Murray-Calloway County Airport , also known as Kyle-Oakley Field, is a public use airport located 4.6 mi northwest of the central business district of Murray, in Calloway County, Kentucky, United States. The airport opened in 1961. It is owned by the Murray City-Calloway County Board.

==History==
The need for an airport for Murray and Calloway County was apparent to further the growth and progress of the community. The Murray Chamber of Commerce knew of the interest which the Murray Jaycees had in working to obtain an airport. In the spring of 1957 the Murray Chamber of Commerce approached the Jaycees to offer their assistance and cooperation if the Jaycees would undertake the airport project. The Jaycees endorsed the project and a committee was appointed after approval by the board of directors. A campaign was established to obtain approval from the State Department of Aeronautics, with local residents, businesses and interested parties writing letters and making phone calls. The result was an approval to continue with the project.

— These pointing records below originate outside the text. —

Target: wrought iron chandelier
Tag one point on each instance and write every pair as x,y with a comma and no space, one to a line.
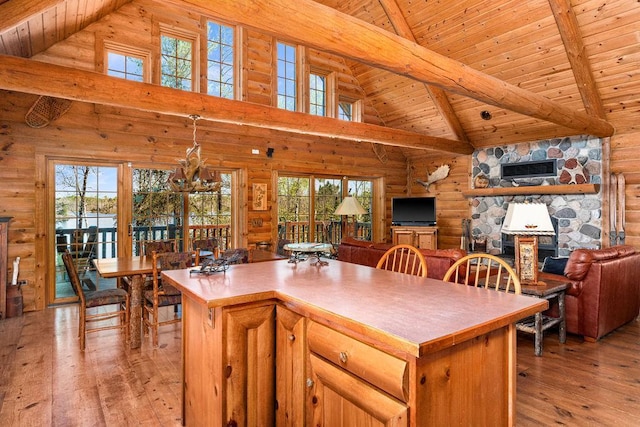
193,176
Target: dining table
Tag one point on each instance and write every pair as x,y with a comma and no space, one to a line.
136,268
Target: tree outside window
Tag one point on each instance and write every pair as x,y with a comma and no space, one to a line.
286,71
176,63
220,60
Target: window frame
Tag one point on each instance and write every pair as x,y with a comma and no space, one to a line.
299,73
237,35
183,35
127,51
329,92
312,197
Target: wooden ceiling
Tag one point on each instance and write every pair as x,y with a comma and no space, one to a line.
540,68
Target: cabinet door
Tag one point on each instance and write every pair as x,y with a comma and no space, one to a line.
338,398
290,368
403,237
426,239
249,366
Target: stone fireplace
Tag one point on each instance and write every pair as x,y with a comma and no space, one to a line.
577,217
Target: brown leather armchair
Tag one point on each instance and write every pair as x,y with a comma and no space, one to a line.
604,290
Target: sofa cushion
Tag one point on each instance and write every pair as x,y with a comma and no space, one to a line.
554,265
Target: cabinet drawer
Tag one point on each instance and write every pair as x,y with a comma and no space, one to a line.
378,368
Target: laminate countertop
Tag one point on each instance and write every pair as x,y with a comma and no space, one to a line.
410,314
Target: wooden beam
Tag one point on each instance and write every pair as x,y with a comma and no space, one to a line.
14,12
25,75
572,40
327,29
438,96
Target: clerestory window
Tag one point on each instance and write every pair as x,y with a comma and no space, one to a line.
220,60
287,77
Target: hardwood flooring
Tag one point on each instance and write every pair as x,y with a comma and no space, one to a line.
46,380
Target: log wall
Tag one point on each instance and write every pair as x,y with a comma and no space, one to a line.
95,132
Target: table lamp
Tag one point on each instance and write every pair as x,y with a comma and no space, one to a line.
350,206
527,221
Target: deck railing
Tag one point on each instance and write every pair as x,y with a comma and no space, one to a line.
292,231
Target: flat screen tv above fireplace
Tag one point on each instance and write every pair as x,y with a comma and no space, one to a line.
413,211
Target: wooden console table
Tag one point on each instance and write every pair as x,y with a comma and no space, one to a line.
345,342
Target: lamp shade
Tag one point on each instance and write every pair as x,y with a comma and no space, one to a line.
350,206
528,219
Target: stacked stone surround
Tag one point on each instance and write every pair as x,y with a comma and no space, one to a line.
579,215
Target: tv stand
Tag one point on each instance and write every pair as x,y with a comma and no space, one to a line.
422,237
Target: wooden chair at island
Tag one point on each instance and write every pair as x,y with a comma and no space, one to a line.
163,295
404,259
484,270
98,300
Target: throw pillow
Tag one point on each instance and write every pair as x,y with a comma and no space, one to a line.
554,265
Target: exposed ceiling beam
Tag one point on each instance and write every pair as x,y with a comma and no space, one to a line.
25,75
16,12
572,38
327,29
438,96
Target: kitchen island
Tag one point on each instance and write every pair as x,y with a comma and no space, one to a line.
343,344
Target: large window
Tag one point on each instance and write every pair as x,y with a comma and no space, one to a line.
287,94
306,207
220,60
210,214
126,62
294,205
177,61
157,210
86,220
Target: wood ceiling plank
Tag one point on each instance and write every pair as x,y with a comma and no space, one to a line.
572,39
36,77
14,13
437,95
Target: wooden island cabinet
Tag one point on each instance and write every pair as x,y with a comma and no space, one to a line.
343,344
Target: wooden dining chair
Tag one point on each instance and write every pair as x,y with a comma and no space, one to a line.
164,295
92,304
404,259
484,270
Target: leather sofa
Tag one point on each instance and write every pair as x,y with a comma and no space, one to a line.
369,253
604,289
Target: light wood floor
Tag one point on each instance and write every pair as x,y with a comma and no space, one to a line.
45,380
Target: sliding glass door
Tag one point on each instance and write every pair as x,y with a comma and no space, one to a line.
86,222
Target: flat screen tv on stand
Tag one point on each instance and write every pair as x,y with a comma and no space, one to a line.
413,211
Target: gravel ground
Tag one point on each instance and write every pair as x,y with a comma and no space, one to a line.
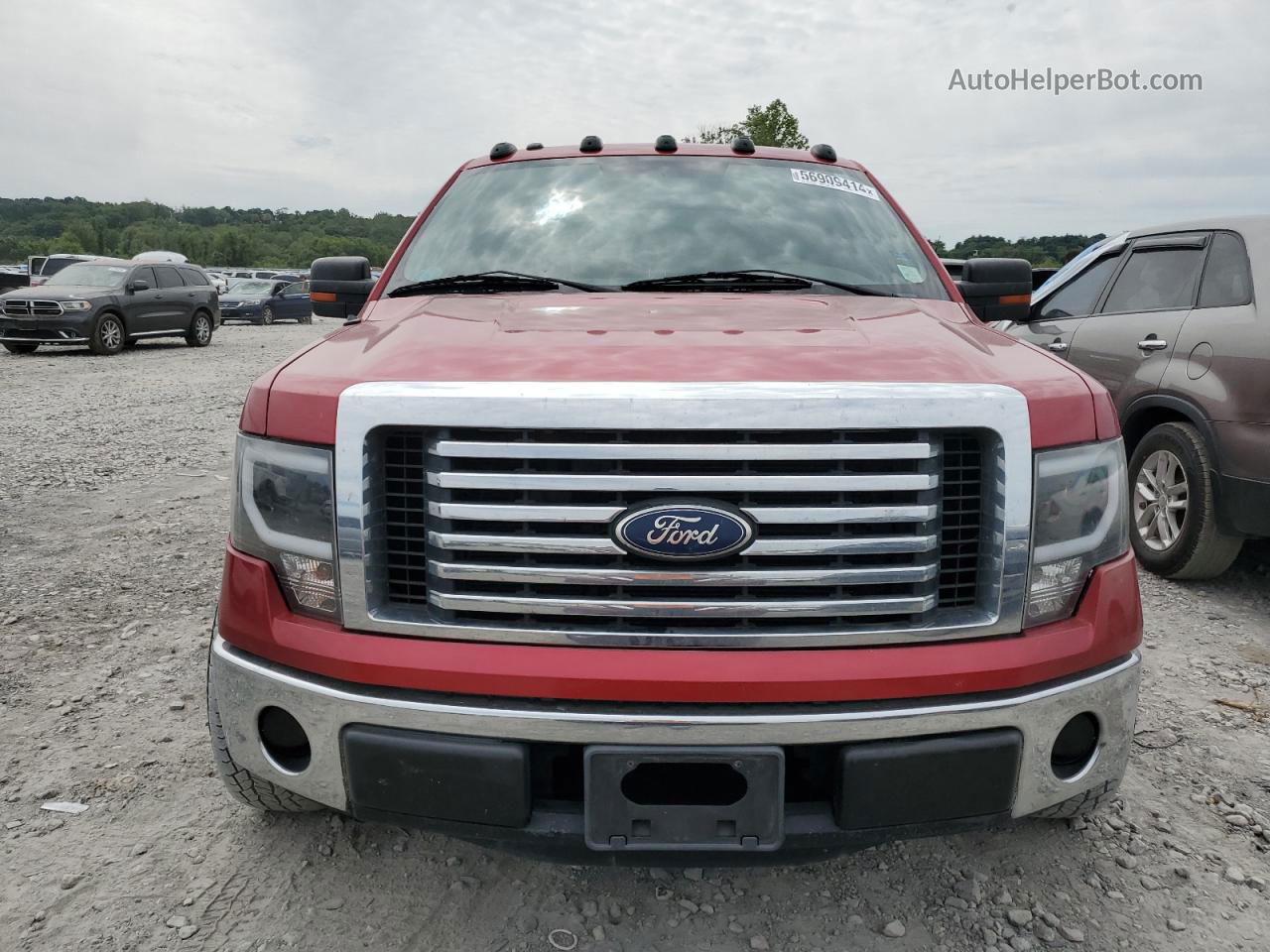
113,507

The Jaycees held a radio auction for the purpose of raising funds for the airport project. With the success of the auction it was evident that there would be an airport for Murray and Calloway County. On Saturday, October 28, 1961, Kentucky Governor Bert T. Combs dedicated the airport in a ceremony attended by state and local officials as well as many local citizens.

In the mid-1980s, a commuter type service called Sunbird Airlines had scheduled flights to Nashville using single engine Piper PA-32 aircraft. They lasted about four years.

==Facilities and aircraft==
The airport covers an area of 300 acre at an elevation of 577 feet (176 m) above mean sea level. It has one runway designated 5/23 with an asphalt surface measuring 6,202 by 100 feet (1,890 x 30 m).

For the 12-month period ending October 10, 2016, the airport had 15,938 aircraft operations, an average of 41 per day: 93% general aviation, 6% air taxi, and <1% military. At that time there were 41 aircraft based at this airport: 40 single-engine, and 1 multi-engine.